All of lore.kernel.org
 help / color / mirror / Atom feed
From: Alex Williamson <alex.williamson@redhat.com>
To: Stefan Hajnoczi <stefanha@redhat.com>
Cc: "John G Johnson" <john.g.johnson@oracle.com>,
	"Tian, Kevin" <kevin.tian@intel.com>,
	mtsirkin@redhat.com, "Daniel P. Berrangé" <berrange@redhat.com>,
	quintela@redhat.com, "Jason Wang" <jasowang@redhat.com>,
	"Zeng,  Xin" <xin.zeng@intel.com>,
	qemu-devel@nongnu.org,
	"Dr.
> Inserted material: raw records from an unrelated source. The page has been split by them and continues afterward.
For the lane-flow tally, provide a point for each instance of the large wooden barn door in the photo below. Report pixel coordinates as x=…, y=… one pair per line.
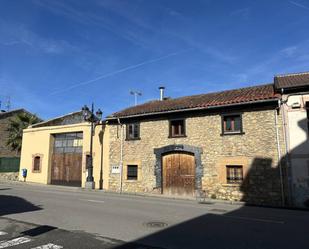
x=178, y=174
x=67, y=160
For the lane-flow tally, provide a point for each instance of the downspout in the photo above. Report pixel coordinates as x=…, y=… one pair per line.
x=279, y=156
x=287, y=157
x=121, y=153
x=102, y=149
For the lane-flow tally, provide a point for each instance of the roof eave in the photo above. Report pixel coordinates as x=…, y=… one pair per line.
x=275, y=99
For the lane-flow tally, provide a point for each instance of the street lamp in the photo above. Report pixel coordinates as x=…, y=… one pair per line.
x=94, y=119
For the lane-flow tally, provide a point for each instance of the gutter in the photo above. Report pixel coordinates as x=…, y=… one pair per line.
x=192, y=109
x=279, y=155
x=121, y=153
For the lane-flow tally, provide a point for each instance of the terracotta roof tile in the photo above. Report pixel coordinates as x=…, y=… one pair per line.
x=241, y=95
x=292, y=80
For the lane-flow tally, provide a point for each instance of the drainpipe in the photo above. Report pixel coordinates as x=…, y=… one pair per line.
x=102, y=149
x=279, y=156
x=286, y=142
x=121, y=153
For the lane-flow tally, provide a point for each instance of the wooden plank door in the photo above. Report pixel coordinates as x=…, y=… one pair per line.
x=178, y=174
x=66, y=169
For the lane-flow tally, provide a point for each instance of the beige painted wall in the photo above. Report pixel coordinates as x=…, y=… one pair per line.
x=40, y=141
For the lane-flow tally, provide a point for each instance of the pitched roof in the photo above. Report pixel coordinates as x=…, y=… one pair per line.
x=70, y=118
x=292, y=80
x=13, y=112
x=202, y=101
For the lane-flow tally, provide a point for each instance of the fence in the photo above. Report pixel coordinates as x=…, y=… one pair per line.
x=9, y=164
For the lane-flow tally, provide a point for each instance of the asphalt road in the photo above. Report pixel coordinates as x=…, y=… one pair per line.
x=114, y=219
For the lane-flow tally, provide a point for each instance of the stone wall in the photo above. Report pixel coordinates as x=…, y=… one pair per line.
x=256, y=150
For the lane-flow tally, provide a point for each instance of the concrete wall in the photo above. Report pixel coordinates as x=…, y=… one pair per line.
x=256, y=150
x=298, y=145
x=40, y=141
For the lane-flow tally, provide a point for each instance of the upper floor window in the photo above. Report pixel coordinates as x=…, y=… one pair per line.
x=231, y=124
x=132, y=172
x=234, y=174
x=177, y=128
x=133, y=131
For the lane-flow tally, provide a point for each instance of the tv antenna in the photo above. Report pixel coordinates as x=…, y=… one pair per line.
x=136, y=94
x=6, y=103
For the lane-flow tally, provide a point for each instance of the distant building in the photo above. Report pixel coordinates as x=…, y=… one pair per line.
x=7, y=155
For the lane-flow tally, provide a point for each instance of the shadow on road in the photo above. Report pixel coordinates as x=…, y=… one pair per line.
x=244, y=228
x=38, y=231
x=13, y=204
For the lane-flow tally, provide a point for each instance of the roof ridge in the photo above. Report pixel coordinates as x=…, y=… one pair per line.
x=291, y=74
x=223, y=91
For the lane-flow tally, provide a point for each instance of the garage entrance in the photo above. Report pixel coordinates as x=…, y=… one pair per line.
x=178, y=174
x=66, y=167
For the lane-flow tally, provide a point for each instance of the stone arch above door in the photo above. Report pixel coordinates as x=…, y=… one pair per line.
x=197, y=151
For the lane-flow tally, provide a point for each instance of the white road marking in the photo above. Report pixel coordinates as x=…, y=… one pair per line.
x=97, y=201
x=14, y=242
x=48, y=246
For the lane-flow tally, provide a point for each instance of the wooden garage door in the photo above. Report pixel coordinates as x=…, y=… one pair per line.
x=67, y=169
x=178, y=174
x=67, y=159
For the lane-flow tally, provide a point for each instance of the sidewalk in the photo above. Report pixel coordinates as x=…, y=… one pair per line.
x=200, y=200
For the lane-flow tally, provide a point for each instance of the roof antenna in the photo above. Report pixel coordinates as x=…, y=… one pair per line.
x=136, y=94
x=8, y=103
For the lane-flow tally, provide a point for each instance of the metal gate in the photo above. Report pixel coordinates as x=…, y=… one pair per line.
x=67, y=159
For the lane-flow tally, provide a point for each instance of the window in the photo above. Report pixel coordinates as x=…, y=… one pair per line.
x=133, y=131
x=177, y=128
x=37, y=164
x=231, y=124
x=234, y=174
x=132, y=172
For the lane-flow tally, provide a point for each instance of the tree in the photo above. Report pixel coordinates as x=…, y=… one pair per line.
x=15, y=128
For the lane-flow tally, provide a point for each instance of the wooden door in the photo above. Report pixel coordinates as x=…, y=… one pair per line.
x=66, y=169
x=178, y=174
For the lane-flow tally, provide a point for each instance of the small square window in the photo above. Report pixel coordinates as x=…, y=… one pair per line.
x=133, y=131
x=231, y=124
x=37, y=164
x=177, y=128
x=132, y=172
x=234, y=174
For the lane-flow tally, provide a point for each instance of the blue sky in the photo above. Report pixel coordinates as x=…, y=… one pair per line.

David Alan Gilbert" <dgilbert@redhat.com>,
	"Yan Zhao" <yan.y.zhao@intel.com>,
	"Kirti Wankhede" <kwankhede@nvidia.com>,
	"Paolo Bonzini" <pbonzini@redhat.com>,
	"Gerd Hoffmann" <kraxel@redhat.com>,
	"Felipe Franciosi" <felipe@nutanix.com>,
	"Christophe de Dinechin" <dinechin@redhat.com>,
	"Thanos Makatos" <thanos.makatos@nutanix.com>
Subject: Re: [RFC v3] VFIO Migration
Date: Tue, 10 Nov 2020 13:14:04 -0700	[thread overview]
Message-ID: <20201110131404.2c0f0d9d@w520.home> (raw)
In-Reply-To: <20201110095349.GA1082456@stefanha-x1.localdomain>

On Tue, 10 Nov 2020 09:53:49 +0000
Stefan Hajnoczi <stefanha@redhat.com> wrote:
> VFIO mdev Drivers
> -----------------
> The following mdev type sysfs attrs are available for managing device
> instances::
> 
>   /sys/.../<parent-device>/mdev_supported_types/<type-id>/
>     create - writing a UUID to this file instantiates a device
>     migration_info.json - read-only migration information JSON
> 
> TODO The JSON can be represented as a file system hierarchy but sysfs seems
> limited to <kobject>/<group>/<attr> and <kobject>/<attr> so it is not possible
> to express deeper attr groups like <kobject>/migration/params/<param>/<attr>?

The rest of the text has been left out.